Health insurers — the private companies and government healthcare payors that foot the majority of the US$7 trillion global healthcare bill — have a rather insular heritage. Because the structures and mandates of national healthcare systems vary widely, payors in one system have often presumed that they had little in common with payors elsewhere. But that is increasingly changing.
A flurry of activity is evident as more and more payors in both developed and developing nations reach beyond their borders. They are seeking proven treatment guidelines and attempting to utilize reference standards created in other healthcare systems. They are also investing internationally to enhance their revenue streams and gain access to broader practices and knowledge.
The main impetus for this outreach is the recognition that healthcare payors all have an urgent need to find more effective medical management strategies — i.e., those capable of improving patient access to care and care outcomes, while also bringing healthcare costs under control.
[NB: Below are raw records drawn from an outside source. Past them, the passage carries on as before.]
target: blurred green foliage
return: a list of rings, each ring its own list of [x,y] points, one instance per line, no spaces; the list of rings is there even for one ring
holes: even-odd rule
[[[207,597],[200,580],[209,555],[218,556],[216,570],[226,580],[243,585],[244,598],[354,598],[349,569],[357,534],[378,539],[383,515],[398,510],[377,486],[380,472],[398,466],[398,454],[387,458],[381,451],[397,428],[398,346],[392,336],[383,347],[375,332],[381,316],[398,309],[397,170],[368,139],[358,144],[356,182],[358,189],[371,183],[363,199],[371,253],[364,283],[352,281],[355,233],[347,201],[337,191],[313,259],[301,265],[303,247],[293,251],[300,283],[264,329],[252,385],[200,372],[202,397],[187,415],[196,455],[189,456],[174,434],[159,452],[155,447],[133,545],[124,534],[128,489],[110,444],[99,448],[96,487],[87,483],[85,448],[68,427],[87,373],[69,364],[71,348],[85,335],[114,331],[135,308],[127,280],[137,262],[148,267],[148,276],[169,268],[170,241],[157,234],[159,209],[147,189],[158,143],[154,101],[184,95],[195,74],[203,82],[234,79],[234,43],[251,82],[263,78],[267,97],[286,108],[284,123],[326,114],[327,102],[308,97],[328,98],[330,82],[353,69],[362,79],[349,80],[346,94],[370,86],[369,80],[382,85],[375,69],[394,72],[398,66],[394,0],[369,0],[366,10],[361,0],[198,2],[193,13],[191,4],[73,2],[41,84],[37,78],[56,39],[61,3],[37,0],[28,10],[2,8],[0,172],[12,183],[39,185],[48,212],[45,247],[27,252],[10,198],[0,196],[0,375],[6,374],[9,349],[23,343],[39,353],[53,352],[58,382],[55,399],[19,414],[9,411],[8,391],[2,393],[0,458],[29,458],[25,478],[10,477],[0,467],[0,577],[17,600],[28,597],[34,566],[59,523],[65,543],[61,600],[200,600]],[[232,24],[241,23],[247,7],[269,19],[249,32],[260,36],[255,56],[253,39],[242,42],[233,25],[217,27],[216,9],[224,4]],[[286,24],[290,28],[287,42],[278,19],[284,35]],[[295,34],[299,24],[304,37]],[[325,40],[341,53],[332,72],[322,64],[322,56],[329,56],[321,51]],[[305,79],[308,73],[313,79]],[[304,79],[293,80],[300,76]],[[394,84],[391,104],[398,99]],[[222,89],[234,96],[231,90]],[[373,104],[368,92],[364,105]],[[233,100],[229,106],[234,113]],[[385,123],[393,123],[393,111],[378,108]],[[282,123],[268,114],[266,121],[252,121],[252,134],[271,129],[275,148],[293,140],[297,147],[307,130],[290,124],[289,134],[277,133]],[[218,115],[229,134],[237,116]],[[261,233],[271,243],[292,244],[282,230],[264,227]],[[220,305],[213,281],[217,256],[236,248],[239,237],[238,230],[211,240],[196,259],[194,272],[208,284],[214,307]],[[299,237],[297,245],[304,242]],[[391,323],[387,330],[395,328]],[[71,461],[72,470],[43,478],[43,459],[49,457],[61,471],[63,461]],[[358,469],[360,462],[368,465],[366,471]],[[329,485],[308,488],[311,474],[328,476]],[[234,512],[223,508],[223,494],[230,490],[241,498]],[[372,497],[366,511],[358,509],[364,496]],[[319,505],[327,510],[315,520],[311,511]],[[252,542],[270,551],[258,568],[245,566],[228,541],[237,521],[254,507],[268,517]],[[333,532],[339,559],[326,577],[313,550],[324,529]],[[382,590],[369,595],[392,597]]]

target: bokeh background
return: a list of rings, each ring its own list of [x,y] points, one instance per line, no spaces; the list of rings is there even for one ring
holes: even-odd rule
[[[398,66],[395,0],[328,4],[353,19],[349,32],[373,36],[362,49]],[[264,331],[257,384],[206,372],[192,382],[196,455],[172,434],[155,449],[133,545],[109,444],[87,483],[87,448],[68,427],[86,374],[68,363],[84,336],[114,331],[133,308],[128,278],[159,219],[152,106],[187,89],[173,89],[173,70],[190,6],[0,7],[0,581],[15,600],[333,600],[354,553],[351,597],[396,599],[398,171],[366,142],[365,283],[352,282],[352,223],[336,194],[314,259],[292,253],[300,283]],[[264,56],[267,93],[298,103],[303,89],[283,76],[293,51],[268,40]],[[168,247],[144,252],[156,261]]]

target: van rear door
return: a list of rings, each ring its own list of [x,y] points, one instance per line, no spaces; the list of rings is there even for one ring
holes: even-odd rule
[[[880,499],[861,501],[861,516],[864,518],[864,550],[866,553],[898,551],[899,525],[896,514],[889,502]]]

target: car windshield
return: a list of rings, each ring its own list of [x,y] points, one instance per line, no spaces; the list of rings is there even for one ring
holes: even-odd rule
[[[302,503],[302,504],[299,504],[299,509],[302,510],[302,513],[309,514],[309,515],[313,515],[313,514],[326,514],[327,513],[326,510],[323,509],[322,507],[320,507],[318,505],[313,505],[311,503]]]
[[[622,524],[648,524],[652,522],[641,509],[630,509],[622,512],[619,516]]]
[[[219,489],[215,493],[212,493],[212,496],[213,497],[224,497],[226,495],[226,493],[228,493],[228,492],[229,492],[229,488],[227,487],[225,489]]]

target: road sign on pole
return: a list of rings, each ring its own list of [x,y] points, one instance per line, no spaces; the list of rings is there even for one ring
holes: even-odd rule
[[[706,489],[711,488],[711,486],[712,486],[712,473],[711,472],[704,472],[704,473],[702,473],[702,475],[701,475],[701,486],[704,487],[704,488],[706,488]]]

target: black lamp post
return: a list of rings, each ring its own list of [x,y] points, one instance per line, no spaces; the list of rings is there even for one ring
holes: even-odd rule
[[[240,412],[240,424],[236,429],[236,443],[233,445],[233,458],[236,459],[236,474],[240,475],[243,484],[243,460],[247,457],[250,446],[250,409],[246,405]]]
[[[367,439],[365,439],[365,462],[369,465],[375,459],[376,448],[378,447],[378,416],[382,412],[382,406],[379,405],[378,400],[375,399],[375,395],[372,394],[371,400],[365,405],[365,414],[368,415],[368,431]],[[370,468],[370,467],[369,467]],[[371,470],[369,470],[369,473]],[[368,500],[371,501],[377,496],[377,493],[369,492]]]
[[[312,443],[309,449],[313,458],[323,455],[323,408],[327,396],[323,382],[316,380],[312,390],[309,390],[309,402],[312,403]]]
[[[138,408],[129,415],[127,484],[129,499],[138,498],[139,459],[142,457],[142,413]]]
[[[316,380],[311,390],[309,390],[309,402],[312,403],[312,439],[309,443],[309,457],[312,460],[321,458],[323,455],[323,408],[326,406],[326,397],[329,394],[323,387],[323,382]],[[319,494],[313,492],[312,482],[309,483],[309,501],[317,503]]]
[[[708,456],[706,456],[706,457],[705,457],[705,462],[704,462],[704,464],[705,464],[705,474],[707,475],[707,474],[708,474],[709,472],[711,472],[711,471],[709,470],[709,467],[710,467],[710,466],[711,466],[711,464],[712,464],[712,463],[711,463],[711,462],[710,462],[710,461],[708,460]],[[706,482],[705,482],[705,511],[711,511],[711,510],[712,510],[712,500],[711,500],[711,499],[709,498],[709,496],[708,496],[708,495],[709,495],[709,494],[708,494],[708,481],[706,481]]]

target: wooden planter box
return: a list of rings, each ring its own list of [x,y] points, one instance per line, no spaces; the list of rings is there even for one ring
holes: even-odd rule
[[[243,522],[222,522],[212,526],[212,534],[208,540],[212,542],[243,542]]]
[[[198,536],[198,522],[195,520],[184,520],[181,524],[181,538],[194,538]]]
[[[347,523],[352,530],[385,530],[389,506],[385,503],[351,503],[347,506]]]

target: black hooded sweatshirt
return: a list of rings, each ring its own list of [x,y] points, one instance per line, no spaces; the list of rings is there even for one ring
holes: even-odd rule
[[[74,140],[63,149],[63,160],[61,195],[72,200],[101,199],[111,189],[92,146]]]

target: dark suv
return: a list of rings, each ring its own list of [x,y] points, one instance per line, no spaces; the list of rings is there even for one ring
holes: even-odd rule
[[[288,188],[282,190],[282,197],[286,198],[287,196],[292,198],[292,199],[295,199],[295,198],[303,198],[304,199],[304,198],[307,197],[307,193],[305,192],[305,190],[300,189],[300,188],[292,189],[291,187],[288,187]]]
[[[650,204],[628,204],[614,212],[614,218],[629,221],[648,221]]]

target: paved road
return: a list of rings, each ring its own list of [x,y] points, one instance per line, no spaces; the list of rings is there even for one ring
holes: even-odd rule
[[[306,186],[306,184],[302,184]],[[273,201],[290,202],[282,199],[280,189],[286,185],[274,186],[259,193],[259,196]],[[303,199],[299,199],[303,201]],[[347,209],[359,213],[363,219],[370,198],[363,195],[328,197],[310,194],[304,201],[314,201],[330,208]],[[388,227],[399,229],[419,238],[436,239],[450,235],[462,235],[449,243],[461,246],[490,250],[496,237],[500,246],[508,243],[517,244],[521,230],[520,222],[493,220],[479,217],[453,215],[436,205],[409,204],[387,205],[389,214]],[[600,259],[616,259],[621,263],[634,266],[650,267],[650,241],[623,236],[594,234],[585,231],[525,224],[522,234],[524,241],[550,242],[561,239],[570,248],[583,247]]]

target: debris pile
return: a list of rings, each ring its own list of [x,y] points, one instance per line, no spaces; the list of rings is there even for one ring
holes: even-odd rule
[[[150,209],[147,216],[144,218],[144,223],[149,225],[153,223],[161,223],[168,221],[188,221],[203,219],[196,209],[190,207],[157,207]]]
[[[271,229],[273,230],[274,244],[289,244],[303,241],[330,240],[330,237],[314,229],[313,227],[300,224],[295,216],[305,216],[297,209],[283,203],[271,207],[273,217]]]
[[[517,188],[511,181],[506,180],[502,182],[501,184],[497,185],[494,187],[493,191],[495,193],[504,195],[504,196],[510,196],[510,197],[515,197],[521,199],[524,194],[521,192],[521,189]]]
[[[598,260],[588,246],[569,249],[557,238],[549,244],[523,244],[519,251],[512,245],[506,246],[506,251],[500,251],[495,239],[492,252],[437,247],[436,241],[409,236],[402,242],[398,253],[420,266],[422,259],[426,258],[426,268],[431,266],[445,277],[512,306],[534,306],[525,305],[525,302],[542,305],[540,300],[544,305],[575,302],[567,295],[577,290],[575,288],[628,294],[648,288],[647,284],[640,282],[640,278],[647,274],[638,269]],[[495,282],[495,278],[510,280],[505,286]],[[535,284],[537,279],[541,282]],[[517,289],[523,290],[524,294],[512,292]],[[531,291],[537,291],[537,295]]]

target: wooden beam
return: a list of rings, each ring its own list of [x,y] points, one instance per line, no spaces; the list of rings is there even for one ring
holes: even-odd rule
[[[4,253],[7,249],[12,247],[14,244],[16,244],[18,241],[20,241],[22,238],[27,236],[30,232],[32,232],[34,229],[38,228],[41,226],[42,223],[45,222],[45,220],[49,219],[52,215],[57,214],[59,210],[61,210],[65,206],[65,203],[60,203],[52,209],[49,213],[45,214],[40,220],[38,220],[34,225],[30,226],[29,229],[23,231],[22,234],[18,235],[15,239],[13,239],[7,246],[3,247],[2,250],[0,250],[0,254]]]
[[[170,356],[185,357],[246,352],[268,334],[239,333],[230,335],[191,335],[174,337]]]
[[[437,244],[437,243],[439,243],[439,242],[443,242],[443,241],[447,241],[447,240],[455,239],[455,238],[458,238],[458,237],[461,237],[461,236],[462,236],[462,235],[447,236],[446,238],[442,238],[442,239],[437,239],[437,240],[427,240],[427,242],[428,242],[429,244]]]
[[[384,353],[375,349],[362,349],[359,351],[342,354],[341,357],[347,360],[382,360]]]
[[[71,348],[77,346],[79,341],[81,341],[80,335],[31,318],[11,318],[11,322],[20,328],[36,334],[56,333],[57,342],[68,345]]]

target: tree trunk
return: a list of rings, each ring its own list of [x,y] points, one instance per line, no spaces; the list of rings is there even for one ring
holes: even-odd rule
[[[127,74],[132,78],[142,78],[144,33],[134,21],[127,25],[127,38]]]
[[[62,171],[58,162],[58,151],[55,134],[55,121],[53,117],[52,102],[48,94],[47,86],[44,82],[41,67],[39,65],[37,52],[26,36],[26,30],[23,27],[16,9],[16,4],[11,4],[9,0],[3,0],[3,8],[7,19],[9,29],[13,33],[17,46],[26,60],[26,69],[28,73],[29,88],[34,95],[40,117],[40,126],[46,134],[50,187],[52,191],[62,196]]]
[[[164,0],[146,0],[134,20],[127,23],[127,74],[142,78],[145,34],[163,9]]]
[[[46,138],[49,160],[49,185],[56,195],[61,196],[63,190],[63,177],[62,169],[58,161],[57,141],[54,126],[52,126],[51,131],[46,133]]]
Of course, some payors are part of systems that are performing better than others in these ways, but all systems face challenges — and none of them have fully figured out the formula for providing high-quality, universal care at a cost that is sustainable over the long haul.
Too Big a Burden
The quest for this formula is especially intense among payors because of the growing financial burden they are being asked to shoulder as spending in the healthcare sector continues its rise. (See Exhibit.) This burden is being driven by two trends: the ever-increasing cost of medical treatment and rising demand for care.
Cost. The cost of care, which is rising faster than the consumer price index in many national healthcare systems, is a complex function of multiple factors, such as medical innovation, rising provider costs, increasing prevalence of expensive chronic conditions, and tightened capacity, to name a few. From the pharmaceutical perspective, a number of blockbuster drugs are becoming available in low-cost generic versions, but many of the highly effective new treatments being produced in the biotechnology sector are coming to market at 10 to 20 times the cost of conventional pharmaceuticals. For example, the use of biomarkers enables drugmakers to customize their offerings for more focused patient populations. But this also means that pharmaceutical companies’ investments must be recouped over a smaller base, and prices thus need to rise. At the same time, new and technologically sophisticated diagnostics and equipment are raising the cost of medical tests and procedures.
Not only do these medical advances carry a higher sticker price, but they also create additional costs down the road. Their very effectiveness can lead to the so-called chronification of diseases that were once killers. In the process of saving lives, these powerful medicines and tools create prolonged courses of treatment that add greatly to the overall lifetime cost of care. For example, Genentech’s cancer drug, Avastin, can cost $4,000 to $8,000 monthly, and it can extend patients’ lives by as much as two years.
Demand. The other great source of instability in healthcare systems is the explosion in demand. In many developed nations, populations are aging, and older people, who consume healthcare at much higher rates than any other age demographic, are living longer. For example, in the U.S., in 2006, the Center for Retirement Research of Boston College reported that annual medical costs for people age 55 to 64 are nearly four times as high as for people age 35 to 44.
Developing nations, especially those with emerging economies, face a different challenge. Their populations are younger and expanding, and per capita income is rising — and so is the incidence of the chronic diseases of the West, such as diabetes. This translates into greater demand for healthcare. In China, for example, healthcare expenditures are expected to grow by 18 percent annually over the next several years.